Understanding Futures Symbols
As important as it is to understand the above-mentioned Futures-related terms, it might also be helpful for traders to understand some common Futures symbols.
Contract Month Codes
In the Futures market, each month and the underlying asset have their own symbol, and in order to understand when a Futures contract expires, it is important to know the relevant symbols for each month which go as such:
January (F), February (G), March (H), April (J), May (K), June (M), July (N), August (Q), September (U), October (V), November (X), and December (Z).
Commodity Futures Symbols
There is a myriad of commodity Futures to trade from metals to agricultural commodities and Energy. Here are a few of the possibly most important Futures symbols to keep in mind for some of the most traded assets:
The metals market has some base and precious commodities. Some of which, like Gold, are considered safe-haven assets that traders go to in times of inflation and economic turmoil. Some of the most important metals and their accompanying symbols include Gold (GC), Silver (SI), Copper (HG), and Platinum (PL).
The energy market is one of the most crucial and traded markets in the world as it is nearly impossible to survive in our modern world without any of the below-mentioned energy commodities. Accordingly, here are some energy commodities and their relevant symbols. Crude Oil (CL), Heating Oil (HO), Natural Gas (NG), Brent Crude Oil (BZ), and RBOB Gasoline (RB).
The agriculture market is one of the oldest forms of Futures trading still in use to date. Some of the most important agricultural commodities include Corn (ZC), Live Cattle (LE), Soybeans (ZS), and Lean Hogs (HE) among other commodities all of which are offered for trading on Plus500’s Futures platform.
Indexes Futures Symbols
The Futures market offers access to important global market Indexes, some of which track the biggest companies in the world like the S&P 500 (ES) and the Nasdaq 100 (NQ).

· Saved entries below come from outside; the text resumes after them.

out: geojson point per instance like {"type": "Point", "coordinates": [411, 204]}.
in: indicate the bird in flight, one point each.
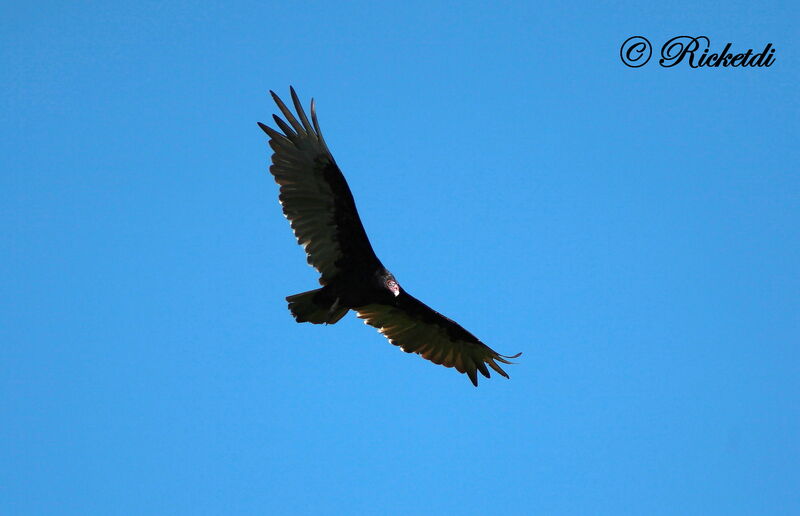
{"type": "Point", "coordinates": [321, 210]}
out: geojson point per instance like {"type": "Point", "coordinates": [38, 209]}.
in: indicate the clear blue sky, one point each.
{"type": "Point", "coordinates": [634, 232]}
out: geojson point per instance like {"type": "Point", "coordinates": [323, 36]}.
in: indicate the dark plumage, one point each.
{"type": "Point", "coordinates": [318, 203]}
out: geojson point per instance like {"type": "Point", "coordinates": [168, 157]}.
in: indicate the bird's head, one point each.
{"type": "Point", "coordinates": [391, 284]}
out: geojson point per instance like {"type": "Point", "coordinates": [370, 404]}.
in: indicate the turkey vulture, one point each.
{"type": "Point", "coordinates": [318, 203]}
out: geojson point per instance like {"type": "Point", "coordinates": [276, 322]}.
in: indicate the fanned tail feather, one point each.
{"type": "Point", "coordinates": [309, 307]}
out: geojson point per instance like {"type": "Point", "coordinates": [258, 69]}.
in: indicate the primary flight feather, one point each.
{"type": "Point", "coordinates": [321, 210]}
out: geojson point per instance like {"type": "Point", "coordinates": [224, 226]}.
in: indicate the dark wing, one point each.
{"type": "Point", "coordinates": [417, 328]}
{"type": "Point", "coordinates": [314, 194]}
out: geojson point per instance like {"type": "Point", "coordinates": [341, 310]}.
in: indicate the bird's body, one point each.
{"type": "Point", "coordinates": [320, 207]}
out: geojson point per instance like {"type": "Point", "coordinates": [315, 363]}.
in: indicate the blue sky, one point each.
{"type": "Point", "coordinates": [634, 232]}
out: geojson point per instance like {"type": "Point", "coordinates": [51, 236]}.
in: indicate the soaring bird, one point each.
{"type": "Point", "coordinates": [321, 210]}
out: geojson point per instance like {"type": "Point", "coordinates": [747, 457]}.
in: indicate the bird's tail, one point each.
{"type": "Point", "coordinates": [313, 308]}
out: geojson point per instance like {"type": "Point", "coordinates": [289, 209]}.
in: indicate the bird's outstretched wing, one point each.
{"type": "Point", "coordinates": [417, 328]}
{"type": "Point", "coordinates": [314, 194]}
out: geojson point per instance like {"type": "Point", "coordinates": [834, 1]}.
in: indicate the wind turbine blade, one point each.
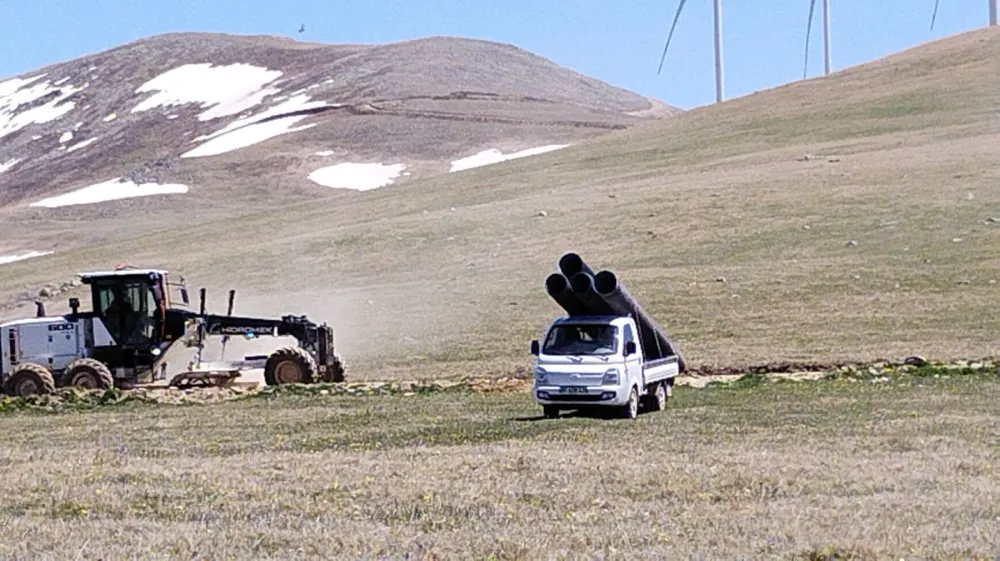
{"type": "Point", "coordinates": [671, 34]}
{"type": "Point", "coordinates": [805, 65]}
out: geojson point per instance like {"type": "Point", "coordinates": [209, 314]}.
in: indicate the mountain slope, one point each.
{"type": "Point", "coordinates": [851, 217]}
{"type": "Point", "coordinates": [233, 123]}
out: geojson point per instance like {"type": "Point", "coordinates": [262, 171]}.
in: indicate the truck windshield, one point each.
{"type": "Point", "coordinates": [581, 339]}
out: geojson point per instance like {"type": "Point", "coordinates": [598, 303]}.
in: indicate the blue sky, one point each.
{"type": "Point", "coordinates": [763, 40]}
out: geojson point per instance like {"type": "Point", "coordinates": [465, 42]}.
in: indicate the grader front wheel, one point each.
{"type": "Point", "coordinates": [89, 374]}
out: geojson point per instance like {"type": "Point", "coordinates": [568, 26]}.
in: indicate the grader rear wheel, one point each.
{"type": "Point", "coordinates": [29, 379]}
{"type": "Point", "coordinates": [89, 374]}
{"type": "Point", "coordinates": [289, 365]}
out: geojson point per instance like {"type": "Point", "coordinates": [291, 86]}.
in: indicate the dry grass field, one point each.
{"type": "Point", "coordinates": [838, 469]}
{"type": "Point", "coordinates": [849, 218]}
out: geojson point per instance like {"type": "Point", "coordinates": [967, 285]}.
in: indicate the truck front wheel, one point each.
{"type": "Point", "coordinates": [631, 408]}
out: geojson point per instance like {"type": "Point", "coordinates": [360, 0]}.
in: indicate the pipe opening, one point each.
{"type": "Point", "coordinates": [556, 283]}
{"type": "Point", "coordinates": [570, 264]}
{"type": "Point", "coordinates": [582, 283]}
{"type": "Point", "coordinates": [605, 282]}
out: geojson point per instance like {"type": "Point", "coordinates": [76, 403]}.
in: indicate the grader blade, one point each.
{"type": "Point", "coordinates": [204, 378]}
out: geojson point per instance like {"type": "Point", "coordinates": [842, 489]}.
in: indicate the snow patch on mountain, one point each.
{"type": "Point", "coordinates": [247, 136]}
{"type": "Point", "coordinates": [295, 104]}
{"type": "Point", "coordinates": [493, 156]}
{"type": "Point", "coordinates": [4, 166]}
{"type": "Point", "coordinates": [11, 257]}
{"type": "Point", "coordinates": [22, 92]}
{"type": "Point", "coordinates": [360, 177]}
{"type": "Point", "coordinates": [221, 90]}
{"type": "Point", "coordinates": [111, 190]}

Interest Rates Futures Symbols
Interest rates are key anticipated factors in the market and the economy as they directly affect inflation, deflation, and consumer prices. Benchmark rates change from time to time in order to control the aforementioned factors and through Futures contracts traders may potentially benefit from changes in key interest rates like the US Treasury Bond (ZB), Federal Funds Rate (ZQ), and the Eurodollar (GE), among others.
Forex Futures Symbols
The Forex market is considered the world’s largest financial market with some of the highest daily trading volumes and returns. It is also one of the most traded markets since people participate in it directly or indirectly. The Forex market is, therefore, a market sought by many and can also be accessed through Futures contracts. Some of the available Futures currencies include the Australian Dollar (6A), the Canadian Dollar (6C), the British Pound (6B), the Euro (6E), and the Swiss Franc (6S). Plus500 also offers micro Futures on some of the most traded Forex Futures pairs like the GBP/USD (M6B), and the EUR/USD (M6E).
What Are Trading Codes?
Futures contracts trading codes aim to provide adequate information about a contract with the least amount of words possible as it usually consists of one or more letters identifying the product and additional characters indicating the month and year of expiration.
For example, a contract called “SIQ3” refers to a Silver Futures contract with an August 2023 expiration.
Nonetheless, one should keep in mind that many exchanges use different trading symbols and codes for certain products, and as such, trading codes can change and vary.